The most obvious advantage of using the VR facility for exploration companies, says Dasys, is that they can integrate new drilling results with historical drill data from a given property, which can determine the extent of the ore deposit in minutes.

“MIRARCO’s 3D modeling is a great tool to help visualize the drill holes and ore zones,” says Nuinsco Resources President, Paul L. Jones. “It’s really useful  for communicating the scope and size of  ore deposits to investors who may not  have a lot of technical background but  see the extent of the ore from the existing  drill data.”

The VRL has a 22-foot radius spherical screen of 3.9 million pixels that allows visitors to find themselves surrounded by a seamless three-dimensional stereographic image. That view draws them into a virtual representation of their most complex data sets.

Worth a Billion Words

The power of VR lies in its ability to visualize information and make decisions based on what is seen, without going through elaborate mathematics or expensive trial and error processes.
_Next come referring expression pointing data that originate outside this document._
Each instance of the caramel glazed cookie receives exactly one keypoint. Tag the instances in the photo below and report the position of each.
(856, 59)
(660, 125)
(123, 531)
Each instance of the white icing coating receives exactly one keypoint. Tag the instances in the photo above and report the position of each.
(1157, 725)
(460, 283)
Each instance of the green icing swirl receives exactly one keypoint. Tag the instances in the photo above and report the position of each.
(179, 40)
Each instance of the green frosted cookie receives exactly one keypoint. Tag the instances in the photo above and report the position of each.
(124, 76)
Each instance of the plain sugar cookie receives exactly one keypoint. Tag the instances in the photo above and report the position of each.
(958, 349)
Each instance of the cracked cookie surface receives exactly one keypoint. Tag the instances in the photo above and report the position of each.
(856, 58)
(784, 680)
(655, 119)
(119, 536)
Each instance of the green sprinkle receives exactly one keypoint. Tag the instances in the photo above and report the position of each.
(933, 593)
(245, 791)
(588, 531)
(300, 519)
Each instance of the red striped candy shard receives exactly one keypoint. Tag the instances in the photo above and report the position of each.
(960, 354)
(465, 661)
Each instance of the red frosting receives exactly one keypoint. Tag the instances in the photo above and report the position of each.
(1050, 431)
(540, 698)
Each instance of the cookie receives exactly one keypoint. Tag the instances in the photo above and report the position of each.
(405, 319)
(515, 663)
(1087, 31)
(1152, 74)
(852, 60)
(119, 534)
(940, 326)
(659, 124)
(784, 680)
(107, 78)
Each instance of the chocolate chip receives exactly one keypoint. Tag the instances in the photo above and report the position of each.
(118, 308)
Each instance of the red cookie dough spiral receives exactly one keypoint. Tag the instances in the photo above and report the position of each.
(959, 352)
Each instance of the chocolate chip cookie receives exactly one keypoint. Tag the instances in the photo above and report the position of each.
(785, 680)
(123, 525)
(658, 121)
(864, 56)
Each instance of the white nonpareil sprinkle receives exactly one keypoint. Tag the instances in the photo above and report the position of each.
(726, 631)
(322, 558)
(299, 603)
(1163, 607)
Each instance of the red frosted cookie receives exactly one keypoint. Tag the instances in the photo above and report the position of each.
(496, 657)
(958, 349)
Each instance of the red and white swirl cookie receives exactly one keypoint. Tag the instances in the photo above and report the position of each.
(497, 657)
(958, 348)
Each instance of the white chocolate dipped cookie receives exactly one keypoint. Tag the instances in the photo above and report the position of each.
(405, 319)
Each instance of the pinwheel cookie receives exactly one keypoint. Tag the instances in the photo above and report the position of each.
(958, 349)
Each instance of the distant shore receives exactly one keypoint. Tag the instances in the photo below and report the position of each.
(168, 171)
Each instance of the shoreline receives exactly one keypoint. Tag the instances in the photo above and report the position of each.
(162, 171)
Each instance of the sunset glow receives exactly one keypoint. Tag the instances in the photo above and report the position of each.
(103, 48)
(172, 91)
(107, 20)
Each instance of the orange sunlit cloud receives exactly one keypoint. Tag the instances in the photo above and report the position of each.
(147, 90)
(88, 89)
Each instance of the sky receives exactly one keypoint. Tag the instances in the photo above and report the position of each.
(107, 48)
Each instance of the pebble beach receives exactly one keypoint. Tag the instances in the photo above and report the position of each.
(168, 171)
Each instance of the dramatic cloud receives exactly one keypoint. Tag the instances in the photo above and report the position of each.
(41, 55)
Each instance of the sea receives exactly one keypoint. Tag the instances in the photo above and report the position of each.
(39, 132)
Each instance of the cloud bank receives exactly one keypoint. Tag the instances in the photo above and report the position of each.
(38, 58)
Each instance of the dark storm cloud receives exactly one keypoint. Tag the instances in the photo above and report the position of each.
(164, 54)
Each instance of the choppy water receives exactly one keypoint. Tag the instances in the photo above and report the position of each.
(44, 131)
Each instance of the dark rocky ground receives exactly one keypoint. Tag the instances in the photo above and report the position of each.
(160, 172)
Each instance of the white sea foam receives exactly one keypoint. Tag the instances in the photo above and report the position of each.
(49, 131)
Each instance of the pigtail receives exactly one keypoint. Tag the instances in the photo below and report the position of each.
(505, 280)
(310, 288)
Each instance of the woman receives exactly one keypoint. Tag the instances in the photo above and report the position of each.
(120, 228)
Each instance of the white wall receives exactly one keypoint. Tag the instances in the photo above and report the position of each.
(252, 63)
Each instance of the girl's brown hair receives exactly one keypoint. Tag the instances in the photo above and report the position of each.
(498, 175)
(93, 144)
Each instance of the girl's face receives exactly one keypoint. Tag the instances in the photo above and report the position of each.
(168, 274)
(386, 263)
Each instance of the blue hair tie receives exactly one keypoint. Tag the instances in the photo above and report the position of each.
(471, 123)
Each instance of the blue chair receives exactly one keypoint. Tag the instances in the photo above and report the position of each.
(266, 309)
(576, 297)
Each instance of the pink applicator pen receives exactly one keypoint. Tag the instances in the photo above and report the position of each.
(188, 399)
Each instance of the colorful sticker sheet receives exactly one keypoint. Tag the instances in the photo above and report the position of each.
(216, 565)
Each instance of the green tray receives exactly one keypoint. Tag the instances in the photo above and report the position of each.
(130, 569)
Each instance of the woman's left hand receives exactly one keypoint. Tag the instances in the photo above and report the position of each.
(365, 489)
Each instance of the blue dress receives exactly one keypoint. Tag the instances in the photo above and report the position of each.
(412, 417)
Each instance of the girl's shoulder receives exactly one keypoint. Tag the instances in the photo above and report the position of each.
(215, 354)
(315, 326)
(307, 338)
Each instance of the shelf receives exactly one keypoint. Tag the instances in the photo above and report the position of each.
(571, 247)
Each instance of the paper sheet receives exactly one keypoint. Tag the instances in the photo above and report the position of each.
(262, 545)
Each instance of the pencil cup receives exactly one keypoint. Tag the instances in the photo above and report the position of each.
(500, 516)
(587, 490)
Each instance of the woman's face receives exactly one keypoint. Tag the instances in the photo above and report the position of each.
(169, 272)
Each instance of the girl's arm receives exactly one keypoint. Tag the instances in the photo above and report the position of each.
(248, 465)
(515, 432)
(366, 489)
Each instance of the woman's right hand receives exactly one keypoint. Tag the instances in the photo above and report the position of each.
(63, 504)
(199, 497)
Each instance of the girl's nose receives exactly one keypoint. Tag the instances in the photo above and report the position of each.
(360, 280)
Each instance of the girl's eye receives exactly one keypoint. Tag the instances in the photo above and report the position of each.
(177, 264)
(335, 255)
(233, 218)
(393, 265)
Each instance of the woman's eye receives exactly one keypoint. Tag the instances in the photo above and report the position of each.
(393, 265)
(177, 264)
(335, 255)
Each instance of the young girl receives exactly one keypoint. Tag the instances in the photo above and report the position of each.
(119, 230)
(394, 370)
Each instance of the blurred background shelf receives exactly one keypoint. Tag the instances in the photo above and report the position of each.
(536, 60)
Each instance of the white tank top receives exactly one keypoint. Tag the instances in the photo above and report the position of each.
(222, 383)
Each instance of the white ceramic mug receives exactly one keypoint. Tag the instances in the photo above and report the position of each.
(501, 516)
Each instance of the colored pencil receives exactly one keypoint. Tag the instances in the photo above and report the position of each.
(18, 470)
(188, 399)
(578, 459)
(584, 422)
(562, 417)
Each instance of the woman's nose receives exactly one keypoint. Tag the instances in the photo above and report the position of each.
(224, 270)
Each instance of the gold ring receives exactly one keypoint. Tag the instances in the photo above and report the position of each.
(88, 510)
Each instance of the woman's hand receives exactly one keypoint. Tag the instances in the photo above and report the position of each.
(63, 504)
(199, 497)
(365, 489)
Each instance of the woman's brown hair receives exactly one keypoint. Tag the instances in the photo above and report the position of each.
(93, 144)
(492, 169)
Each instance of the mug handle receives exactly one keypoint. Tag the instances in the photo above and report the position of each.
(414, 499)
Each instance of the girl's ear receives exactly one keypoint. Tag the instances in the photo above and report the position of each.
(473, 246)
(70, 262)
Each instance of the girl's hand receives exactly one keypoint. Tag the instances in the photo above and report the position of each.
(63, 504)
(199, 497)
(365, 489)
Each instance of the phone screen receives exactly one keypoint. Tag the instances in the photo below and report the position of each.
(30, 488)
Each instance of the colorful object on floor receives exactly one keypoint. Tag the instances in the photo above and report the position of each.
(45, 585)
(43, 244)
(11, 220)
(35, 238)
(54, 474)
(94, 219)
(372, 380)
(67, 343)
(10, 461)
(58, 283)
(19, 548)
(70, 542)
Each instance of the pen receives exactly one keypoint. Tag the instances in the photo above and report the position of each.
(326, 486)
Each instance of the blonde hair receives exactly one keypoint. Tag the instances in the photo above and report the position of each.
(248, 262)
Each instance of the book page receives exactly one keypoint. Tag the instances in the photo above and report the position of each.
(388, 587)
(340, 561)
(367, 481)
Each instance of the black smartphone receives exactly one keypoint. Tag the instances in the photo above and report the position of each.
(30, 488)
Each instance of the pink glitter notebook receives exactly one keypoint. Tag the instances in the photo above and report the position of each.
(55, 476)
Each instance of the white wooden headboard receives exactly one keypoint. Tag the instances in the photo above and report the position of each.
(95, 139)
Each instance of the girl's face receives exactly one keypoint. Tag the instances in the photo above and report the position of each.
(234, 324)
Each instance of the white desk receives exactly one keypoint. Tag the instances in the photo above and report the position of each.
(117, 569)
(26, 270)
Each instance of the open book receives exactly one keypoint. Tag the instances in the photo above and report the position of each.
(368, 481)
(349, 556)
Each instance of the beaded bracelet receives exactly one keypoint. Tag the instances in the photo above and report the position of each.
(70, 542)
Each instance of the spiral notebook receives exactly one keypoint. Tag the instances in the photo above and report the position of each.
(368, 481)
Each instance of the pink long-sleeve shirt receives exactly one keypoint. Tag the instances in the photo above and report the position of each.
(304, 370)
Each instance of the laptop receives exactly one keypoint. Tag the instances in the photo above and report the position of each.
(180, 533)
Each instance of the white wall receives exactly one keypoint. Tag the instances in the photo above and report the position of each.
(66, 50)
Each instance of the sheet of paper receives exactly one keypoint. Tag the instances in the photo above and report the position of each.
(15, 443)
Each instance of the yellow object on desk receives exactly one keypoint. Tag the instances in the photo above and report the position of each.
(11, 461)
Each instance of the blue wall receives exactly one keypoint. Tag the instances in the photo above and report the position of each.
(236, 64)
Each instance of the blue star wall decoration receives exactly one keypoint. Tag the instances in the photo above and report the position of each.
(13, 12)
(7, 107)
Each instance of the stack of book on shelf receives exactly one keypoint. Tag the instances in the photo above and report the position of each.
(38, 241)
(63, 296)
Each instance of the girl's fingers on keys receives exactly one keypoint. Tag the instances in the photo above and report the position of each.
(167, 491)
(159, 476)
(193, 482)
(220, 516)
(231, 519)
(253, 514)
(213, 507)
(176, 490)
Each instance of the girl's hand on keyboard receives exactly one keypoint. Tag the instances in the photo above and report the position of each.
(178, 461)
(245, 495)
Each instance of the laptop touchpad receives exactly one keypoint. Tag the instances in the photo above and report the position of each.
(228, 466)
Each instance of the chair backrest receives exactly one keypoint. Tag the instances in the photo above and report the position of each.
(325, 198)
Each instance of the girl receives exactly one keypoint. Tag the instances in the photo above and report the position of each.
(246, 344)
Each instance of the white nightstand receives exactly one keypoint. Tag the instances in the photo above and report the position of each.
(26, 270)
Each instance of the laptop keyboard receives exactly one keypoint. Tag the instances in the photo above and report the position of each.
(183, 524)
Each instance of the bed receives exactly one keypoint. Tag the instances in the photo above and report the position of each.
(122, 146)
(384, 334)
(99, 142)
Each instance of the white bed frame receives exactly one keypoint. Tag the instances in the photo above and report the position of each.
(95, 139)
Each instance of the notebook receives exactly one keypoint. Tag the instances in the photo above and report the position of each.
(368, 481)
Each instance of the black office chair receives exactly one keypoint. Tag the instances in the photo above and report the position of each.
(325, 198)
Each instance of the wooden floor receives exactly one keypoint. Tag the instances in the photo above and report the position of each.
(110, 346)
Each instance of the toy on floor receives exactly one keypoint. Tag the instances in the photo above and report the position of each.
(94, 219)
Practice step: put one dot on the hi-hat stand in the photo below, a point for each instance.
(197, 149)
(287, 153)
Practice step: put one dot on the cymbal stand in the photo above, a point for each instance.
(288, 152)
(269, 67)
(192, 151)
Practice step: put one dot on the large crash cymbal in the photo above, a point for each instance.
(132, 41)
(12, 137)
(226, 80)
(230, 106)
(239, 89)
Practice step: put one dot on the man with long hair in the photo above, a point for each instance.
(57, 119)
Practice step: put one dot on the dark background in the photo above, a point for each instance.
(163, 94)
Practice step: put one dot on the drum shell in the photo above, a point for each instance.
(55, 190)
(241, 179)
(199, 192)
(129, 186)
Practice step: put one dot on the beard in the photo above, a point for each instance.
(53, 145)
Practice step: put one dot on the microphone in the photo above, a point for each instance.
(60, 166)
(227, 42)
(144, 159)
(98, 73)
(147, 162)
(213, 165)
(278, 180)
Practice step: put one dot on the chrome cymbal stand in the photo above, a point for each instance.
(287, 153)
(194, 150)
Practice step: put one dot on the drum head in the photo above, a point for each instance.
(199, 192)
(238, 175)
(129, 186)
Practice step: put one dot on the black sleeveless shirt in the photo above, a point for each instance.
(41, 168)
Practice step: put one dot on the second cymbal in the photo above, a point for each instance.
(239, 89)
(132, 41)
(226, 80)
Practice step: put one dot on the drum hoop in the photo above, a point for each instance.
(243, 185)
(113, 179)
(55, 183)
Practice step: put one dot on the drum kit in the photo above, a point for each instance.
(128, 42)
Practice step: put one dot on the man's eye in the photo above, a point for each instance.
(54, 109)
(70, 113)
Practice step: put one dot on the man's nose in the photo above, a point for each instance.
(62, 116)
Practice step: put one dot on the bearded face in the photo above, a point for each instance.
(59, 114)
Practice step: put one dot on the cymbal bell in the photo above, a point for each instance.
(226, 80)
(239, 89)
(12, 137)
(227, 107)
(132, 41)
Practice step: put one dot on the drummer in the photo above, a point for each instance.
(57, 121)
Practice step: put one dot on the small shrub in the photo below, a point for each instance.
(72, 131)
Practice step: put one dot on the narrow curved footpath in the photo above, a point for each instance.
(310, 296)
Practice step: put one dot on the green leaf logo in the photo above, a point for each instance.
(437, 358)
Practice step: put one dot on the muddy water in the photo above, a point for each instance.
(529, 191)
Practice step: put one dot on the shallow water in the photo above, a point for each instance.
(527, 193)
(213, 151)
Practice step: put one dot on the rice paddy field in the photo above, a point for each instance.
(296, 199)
When placed in the mining context, where costs can exceed hundreds of millions of dollars, the benefit becomes immediately apparent. Decision makers can gather in a VR facility to understand the impact of their decisions on all aspects of the process – exploration, mine planning, design, operations and closure – and how this will affect the bottom line.

When a company’s decision makers see their collective data in immersive VR, explains Dasys, the team can easily identify opportunities in their project: a new strategy; a better process; a defining trend. This is VR data integration, where multiple data sets can be compared, modified, combined and turned into pivotal, profitable information.

“Typically it takes a few hours for groups to start looking at data along geological trends instead of the long and cross sections that are traditionally used to plan mines and exploration programs,” he adds.

VR has already allowed key players in the oil and gas industry to cut 20 to 50% of the time out of an acquisition evaluation; however, the technology has not been as rapidly adopted in the mining sector.


Groundbreaking Research

Not only mining companies are taking advantages of the VRL; ongoing research is taking place at MIRARCO that aims to generate innovative solutions for industry and the real world.

Last summer, a master’s student in biology at Laurentian University spent three months looking at what goes on in geologists’ brains while they are using 3-D imaging.

Mathew Hunter’s idea is to learn how to lessen the load on the brain as a person uses a new technology. For instance, the iPod is not as sophisticated as other MP3 players, “but it’s so easy and fun to use, people choose it over other brands,” Hunter says.

The result of this study will be applied to the assessment of land and the operation of machines in the world of mining.